Nossas vidas sem um futuro natural mais humano perdem seu significado essencial e buscamos continuamente o ilusório. Mesmo que entendamos intelectualmente que nossos desejos são frívolos sobre o significado da vida, não é evidente considerá-los à medida que surgem e se infiltram em nossa consciência. Para manter a mente limpa, precisamos de uma âncora de referência mais forte do que o reflexo da imagem interna devolvida pelas situações externas fluidas. É por isso que a iniciação maçônica fala simbolicamente da Câmara de Reflexão. Um espaço livre e desconhecido dentro da terra humana, onde se deixa o começo. Ele está lá, fora de si mesmo como um ego, uma entidade objetiva, generosa, justa e protetora. Uma entidade que é o que aspirava a ser, sua natureza original em movimento, seu Ser, sua verdadeira humanidade superior ao seu ser mamífero.

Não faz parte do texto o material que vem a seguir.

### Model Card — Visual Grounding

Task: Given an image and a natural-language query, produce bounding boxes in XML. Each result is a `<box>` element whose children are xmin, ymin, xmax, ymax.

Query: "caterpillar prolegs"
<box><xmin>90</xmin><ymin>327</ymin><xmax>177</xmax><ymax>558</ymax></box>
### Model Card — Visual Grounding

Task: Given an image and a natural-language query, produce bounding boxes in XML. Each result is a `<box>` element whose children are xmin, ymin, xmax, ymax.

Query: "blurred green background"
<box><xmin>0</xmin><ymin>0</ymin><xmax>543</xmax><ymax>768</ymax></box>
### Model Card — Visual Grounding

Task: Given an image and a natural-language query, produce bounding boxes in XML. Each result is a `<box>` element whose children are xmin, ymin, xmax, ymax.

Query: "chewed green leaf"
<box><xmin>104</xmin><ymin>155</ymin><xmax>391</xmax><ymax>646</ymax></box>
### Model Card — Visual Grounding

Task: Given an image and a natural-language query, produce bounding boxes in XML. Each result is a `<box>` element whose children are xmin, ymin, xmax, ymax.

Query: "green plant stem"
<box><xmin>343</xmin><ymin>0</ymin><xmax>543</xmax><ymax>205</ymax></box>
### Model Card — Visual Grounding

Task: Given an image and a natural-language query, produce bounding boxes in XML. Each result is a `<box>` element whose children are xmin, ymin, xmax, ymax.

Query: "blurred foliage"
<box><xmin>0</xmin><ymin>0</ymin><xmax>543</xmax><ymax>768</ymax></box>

Caminho de evolução difícil!

São nossas escolhas diárias para a existência do ego e suas aparências ou nossas lutas pelo Ser que nos fará apenas homens condenados à morte ou iniciados em uma humanidade real que se abre para a eternidade.

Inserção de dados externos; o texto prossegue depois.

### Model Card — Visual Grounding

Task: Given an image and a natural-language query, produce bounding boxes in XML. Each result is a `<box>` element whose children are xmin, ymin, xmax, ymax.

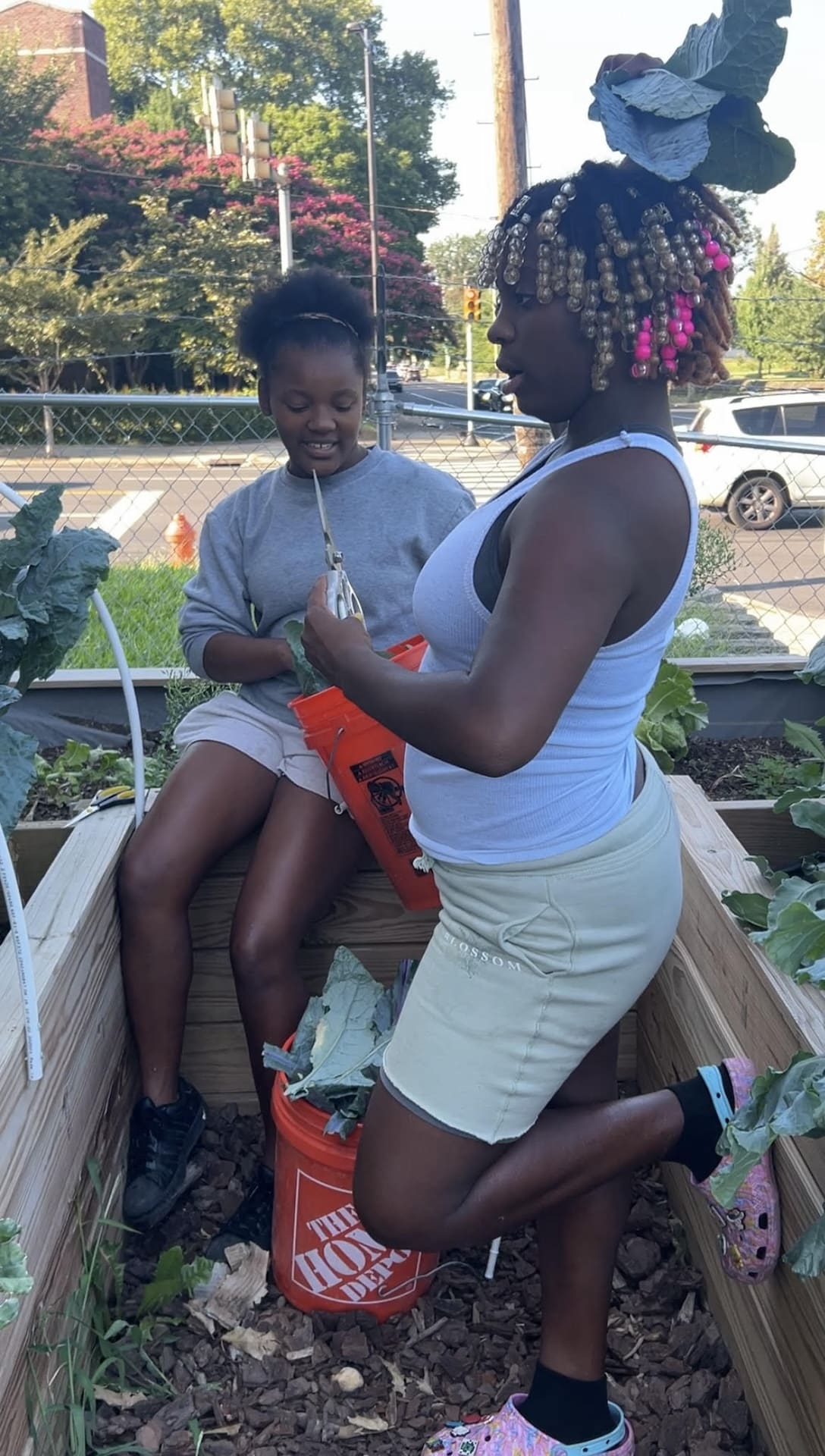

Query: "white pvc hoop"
<box><xmin>0</xmin><ymin>481</ymin><xmax>146</xmax><ymax>1082</ymax></box>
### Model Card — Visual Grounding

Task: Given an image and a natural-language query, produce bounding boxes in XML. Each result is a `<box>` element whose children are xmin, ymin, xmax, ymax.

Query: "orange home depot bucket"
<box><xmin>272</xmin><ymin>1044</ymin><xmax>438</xmax><ymax>1320</ymax></box>
<box><xmin>290</xmin><ymin>636</ymin><xmax>439</xmax><ymax>910</ymax></box>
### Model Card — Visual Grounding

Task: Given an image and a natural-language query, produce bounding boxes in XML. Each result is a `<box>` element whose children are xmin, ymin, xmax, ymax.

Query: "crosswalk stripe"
<box><xmin>95</xmin><ymin>491</ymin><xmax>163</xmax><ymax>540</ymax></box>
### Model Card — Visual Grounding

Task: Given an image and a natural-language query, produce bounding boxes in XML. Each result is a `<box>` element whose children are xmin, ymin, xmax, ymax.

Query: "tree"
<box><xmin>268</xmin><ymin>158</ymin><xmax>453</xmax><ymax>353</ymax></box>
<box><xmin>736</xmin><ymin>228</ymin><xmax>796</xmax><ymax>374</ymax></box>
<box><xmin>95</xmin><ymin>0</ymin><xmax>457</xmax><ymax>236</ymax></box>
<box><xmin>0</xmin><ymin>41</ymin><xmax>70</xmax><ymax>255</ymax></box>
<box><xmin>426</xmin><ymin>231</ymin><xmax>496</xmax><ymax>375</ymax></box>
<box><xmin>95</xmin><ymin>196</ymin><xmax>277</xmax><ymax>388</ymax></box>
<box><xmin>0</xmin><ymin>214</ymin><xmax>102</xmax><ymax>454</ymax></box>
<box><xmin>792</xmin><ymin>212</ymin><xmax>825</xmax><ymax>378</ymax></box>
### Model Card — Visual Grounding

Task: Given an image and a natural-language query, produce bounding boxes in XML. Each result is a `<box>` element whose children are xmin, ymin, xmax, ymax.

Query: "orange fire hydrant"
<box><xmin>163</xmin><ymin>511</ymin><xmax>195</xmax><ymax>566</ymax></box>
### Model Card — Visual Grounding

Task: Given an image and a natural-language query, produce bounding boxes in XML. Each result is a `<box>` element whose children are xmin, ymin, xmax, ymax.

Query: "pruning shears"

Fora ou dentro de uma ordem iniciática maçônica, cabe a nós alcançar o Humano a quem somos chamados a nos converter por evolução natural. O homem é esta coisa, este animal, este ser que pode compreender-se a si mesmo, transcender-se e depois perceber, para além do conhecimento filosófico, das estruturas religiosas e dos estados psicológicos, a experiência do Ser até à revelação do Espírito original. Da morte à morte simbólica, gradualmente direcionamos nossas energias para o inexpressivo que ressoa dentro de nós.

Ciclo de vida

No entanto, chegará o momento da morte real do nosso corpo animal. É natural na ordem das coisas. A iniciação final já não é uma morte simbólica, mas física. É por isso que talvez conheçamos a Verdade sobre o significado do mundo e o significado de nossas vidas.

Para plantas e animais, este ciclo inevitavelmente se reproduz em todas as plantas, todos os insetos ou mamíferos são programados para permitir que um novo ciclo de vida comece durante sua vida ou pouco antes da morte. O símbolo de iniciação deste ciclo é o Ouroboros, a cobra enrolada que morde a ponta da cauda.

É o mesmo para a espécie humana que se reproduz de uma geração para outra.
Mas o iniciado não só tem uma consciência cíclica de toda a natureza, mas também uma consciência assintótica. Os ritos de iniciação maçônica que o Ser humano interno desenvolve durante o ciclo de vida zoológico abre a porta para outra vida que participa de um ciclo espiral que expande a consciência de uma visão que se expande gradualmente à medida que o iniciado se eleva para o cume. Portanto, pode ser que o Ser nascido durante a vida terrena, que adquiriu as qualidades e a força necessárias e que não tem nada a ver com a natureza animal, continue sua trajetória em um espaço-tempo eterno.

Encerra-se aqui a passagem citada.